Only a constant number of DP variables are maintained during iteration, so the actual auxiliary storage is constant. Some analyses describe the conceptual DP depth as logarithmic because the process mirrors recursive digit decomposition.
Test Cases
sol = Solution()
assert sol.leastOpsExpressTarget(3, 19) == 5 # provided example
assert sol.leastOpsExpressTarget(5, 501) == 8 # provided example
assert sol.leastOpsExpressTarget(100, 100000000) == 3 # exact power
assert sol.leastOpsExpressTarget(3, 1) == 1 # x/x
assert sol.leastOpsExpressTarget(3, 3) == 0 # just x
assert sol.leastOpsExpressTarget(3, 9) == 1 # x*x
assert sol.leastOpsExpressTarget(3, 27) == 2 # x*x*x
assert sol.leastOpsExpressTarget(5, 4) == 3 # build below x
assert sol.leastOpsExpressTarget(5, 6) == 2 # 5 + 5/5
assert sol.leastOpsExpressTarget(5, 24) == 4 # overshoot with 25 - 1
assert sol.leastOpsExpressTarget(2, 125) > 0 # small base, large target
assert sol.leastOpsExpressTarget(100, 1) == 1 # 100/100
assert sol.leastOpsExpressTarget(2, 1) == 1 # smallest possible target
assert sol.leastOpsExpressTarget(2, 2) == 0 # exact x
| Test | Why |
|---|---|
(3, 19) |
Standard mixed-expression example |
(5, 501) |
Demonstrates subtraction optimization |
(100, 100000000) |
Exact power of x |
(3, 1) |
Smallest constructible value |
(3, 3) |
No operator required |
(3, 9) |
Single multiplication |
(3, 27) |
Multiple chained multiplications |
(5, 4) |
Target smaller than x |
(5, 6) |
Requires constructing 1 |
(5, 24) |
Overshoot and subtract strategy |
(2, 125) |
Stress case with many digits |
(100, 1) |
Large x, minimal target |
(2, 1) |
Absolute lower boundary |
(2, 2) |
Exact base value |
Edge Cases
One important edge case occurs when target < x. In this scenario, multiplication is not immediately useful because even a single multiplication produces a value larger than the target. The algorithm must decide whether it is cheaper to build the target directly using repeated 1s or to overshoot using x and subtract back down. This is exactly why the positive and negative DP states both exist.

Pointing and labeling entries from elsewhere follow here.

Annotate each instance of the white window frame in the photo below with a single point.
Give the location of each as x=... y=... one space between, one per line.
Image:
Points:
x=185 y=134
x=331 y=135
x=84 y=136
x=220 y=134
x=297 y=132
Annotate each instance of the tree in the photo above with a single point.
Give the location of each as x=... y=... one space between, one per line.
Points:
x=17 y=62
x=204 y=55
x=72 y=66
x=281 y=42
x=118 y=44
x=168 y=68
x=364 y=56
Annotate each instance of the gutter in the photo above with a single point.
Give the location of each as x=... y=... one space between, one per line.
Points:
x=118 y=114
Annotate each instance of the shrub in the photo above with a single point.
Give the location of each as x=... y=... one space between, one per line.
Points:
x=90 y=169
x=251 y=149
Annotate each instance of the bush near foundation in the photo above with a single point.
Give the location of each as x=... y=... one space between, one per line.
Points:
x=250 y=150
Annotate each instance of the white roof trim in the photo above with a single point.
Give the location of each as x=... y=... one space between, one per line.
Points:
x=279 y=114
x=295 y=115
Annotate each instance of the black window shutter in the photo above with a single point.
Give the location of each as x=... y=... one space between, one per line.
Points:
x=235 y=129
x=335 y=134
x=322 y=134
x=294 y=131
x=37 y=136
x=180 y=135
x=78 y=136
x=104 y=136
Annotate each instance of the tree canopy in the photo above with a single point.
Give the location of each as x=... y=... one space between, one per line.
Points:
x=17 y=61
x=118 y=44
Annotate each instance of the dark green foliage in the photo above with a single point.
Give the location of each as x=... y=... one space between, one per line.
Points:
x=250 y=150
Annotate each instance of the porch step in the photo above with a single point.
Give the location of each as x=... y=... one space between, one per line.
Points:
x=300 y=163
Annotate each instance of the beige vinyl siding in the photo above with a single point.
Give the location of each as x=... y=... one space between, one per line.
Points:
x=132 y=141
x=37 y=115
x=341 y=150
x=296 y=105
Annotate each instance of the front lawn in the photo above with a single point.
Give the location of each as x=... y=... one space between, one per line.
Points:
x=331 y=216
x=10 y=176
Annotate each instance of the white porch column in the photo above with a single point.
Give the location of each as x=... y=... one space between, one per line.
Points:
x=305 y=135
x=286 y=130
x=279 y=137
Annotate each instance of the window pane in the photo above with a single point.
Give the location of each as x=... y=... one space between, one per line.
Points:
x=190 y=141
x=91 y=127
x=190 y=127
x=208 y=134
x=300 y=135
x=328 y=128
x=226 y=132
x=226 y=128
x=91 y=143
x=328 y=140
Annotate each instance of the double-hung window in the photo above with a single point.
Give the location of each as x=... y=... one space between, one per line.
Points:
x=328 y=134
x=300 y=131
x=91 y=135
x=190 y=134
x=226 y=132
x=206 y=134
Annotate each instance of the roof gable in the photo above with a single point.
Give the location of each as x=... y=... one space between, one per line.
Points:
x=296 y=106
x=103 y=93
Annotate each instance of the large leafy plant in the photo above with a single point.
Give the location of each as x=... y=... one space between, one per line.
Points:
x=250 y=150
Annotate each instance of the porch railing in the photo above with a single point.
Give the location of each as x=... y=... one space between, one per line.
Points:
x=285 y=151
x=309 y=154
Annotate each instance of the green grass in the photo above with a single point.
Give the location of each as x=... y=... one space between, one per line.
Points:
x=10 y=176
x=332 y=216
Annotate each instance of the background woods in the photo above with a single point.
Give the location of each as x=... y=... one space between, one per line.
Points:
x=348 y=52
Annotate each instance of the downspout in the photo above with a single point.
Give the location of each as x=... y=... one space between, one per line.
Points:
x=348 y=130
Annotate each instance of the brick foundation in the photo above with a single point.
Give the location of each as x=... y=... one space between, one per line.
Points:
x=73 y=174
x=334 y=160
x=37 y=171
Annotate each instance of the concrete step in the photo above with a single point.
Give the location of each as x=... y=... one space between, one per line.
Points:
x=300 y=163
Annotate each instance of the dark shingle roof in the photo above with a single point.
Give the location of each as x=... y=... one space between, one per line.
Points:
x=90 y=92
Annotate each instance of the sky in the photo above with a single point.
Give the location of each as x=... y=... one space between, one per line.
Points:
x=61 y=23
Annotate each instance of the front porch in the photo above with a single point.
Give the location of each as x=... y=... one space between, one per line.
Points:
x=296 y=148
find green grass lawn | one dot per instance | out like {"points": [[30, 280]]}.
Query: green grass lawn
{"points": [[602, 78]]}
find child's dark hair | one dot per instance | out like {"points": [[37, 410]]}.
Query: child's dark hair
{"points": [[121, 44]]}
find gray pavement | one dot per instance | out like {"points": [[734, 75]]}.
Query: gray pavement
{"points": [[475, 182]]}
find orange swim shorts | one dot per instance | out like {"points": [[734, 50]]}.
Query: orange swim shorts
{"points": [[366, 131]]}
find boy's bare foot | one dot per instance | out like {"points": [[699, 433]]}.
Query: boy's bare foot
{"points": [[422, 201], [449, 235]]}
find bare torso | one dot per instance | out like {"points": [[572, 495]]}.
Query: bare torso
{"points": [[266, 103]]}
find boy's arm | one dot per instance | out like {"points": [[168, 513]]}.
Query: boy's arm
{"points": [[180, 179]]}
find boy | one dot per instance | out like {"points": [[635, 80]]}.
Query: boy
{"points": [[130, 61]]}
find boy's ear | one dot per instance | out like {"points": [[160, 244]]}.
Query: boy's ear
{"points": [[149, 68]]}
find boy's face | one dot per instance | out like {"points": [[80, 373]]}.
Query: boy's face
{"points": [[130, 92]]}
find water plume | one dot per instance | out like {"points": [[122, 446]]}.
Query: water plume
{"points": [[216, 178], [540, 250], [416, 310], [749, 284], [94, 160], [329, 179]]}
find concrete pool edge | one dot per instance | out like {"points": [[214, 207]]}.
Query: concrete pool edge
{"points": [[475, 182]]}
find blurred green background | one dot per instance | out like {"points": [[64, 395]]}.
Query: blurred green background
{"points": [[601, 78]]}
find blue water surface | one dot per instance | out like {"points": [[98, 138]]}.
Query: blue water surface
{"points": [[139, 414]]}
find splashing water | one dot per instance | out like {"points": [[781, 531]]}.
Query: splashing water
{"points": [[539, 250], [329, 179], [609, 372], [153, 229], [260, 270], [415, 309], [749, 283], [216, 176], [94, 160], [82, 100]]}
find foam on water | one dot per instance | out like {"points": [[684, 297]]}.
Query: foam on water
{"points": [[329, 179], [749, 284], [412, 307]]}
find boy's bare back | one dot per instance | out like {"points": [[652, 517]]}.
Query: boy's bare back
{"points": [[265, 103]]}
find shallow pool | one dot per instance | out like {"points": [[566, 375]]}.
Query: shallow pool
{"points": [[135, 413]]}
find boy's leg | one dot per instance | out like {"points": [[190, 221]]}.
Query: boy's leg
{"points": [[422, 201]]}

Another tricky case occurs when the target is exactly a power of x, such as:
x = 100
target = 100000000
A naive implementation might still explore unnecessary addition and subtraction combinations. The DP formulation naturally handles this efficiently because the base-x representation contains a single nonzero digit.
A third subtle edge case involves representations that are cheaper when overshooting. For example:
24 with x = 5
Direct construction is expensive, but:
25 - 1
is much cheaper. Algorithms that only consider direct digit construction will fail here. The negative carry state ensures overshoot solutions are always considered.

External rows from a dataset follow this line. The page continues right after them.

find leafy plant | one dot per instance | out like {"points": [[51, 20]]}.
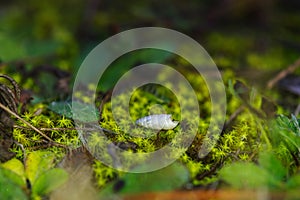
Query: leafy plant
{"points": [[36, 177], [171, 177]]}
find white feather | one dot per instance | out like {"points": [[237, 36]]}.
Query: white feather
{"points": [[157, 122]]}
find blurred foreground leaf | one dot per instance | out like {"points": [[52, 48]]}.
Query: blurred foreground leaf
{"points": [[169, 178]]}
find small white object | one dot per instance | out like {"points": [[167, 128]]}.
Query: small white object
{"points": [[157, 122]]}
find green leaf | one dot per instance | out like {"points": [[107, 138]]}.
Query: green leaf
{"points": [[168, 178], [37, 163], [13, 177], [49, 181], [9, 189], [16, 166], [88, 113], [246, 175], [271, 164], [293, 182]]}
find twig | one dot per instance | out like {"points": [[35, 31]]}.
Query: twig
{"points": [[233, 116], [284, 73], [68, 129], [25, 122]]}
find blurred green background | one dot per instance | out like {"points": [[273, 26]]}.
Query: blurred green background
{"points": [[255, 39]]}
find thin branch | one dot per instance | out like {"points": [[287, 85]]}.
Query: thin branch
{"points": [[68, 129]]}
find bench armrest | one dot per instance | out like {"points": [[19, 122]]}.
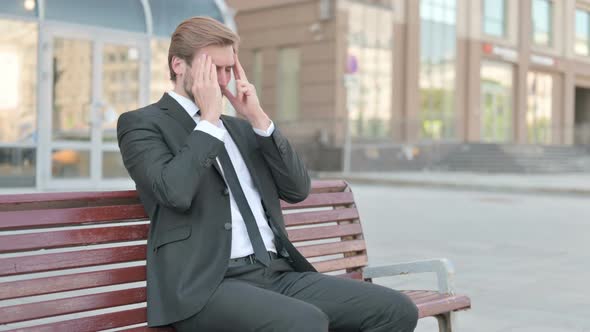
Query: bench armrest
{"points": [[442, 267]]}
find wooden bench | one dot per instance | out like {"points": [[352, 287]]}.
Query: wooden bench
{"points": [[76, 261]]}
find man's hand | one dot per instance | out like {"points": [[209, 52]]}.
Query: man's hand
{"points": [[246, 102], [206, 90]]}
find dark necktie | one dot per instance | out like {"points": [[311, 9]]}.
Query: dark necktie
{"points": [[234, 185]]}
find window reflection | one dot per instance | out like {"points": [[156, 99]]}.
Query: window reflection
{"points": [[288, 83], [72, 89], [494, 17], [112, 165], [70, 164], [160, 74], [542, 17], [496, 101], [18, 82], [370, 43], [18, 101], [437, 68], [539, 107], [120, 86]]}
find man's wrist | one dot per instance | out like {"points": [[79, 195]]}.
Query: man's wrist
{"points": [[260, 121]]}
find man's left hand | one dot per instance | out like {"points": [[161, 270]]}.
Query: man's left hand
{"points": [[246, 102]]}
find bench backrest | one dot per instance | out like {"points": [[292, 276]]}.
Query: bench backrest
{"points": [[65, 256]]}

Another potential source of bugs is handling the cost of constructing 1. Since:
1 = x / x
the operator count differs from higher powers of x. The implementation handles this by treating the lowest digit position separately when power_cost == 0.
Finally, the problem statement forbids unary negation. Expressions like -x + x are invalid. The DP never constructs standalone negative terms. Instead, subtraction is always represented as subtracting one valid expression from another, which fully complies with the problem constraints.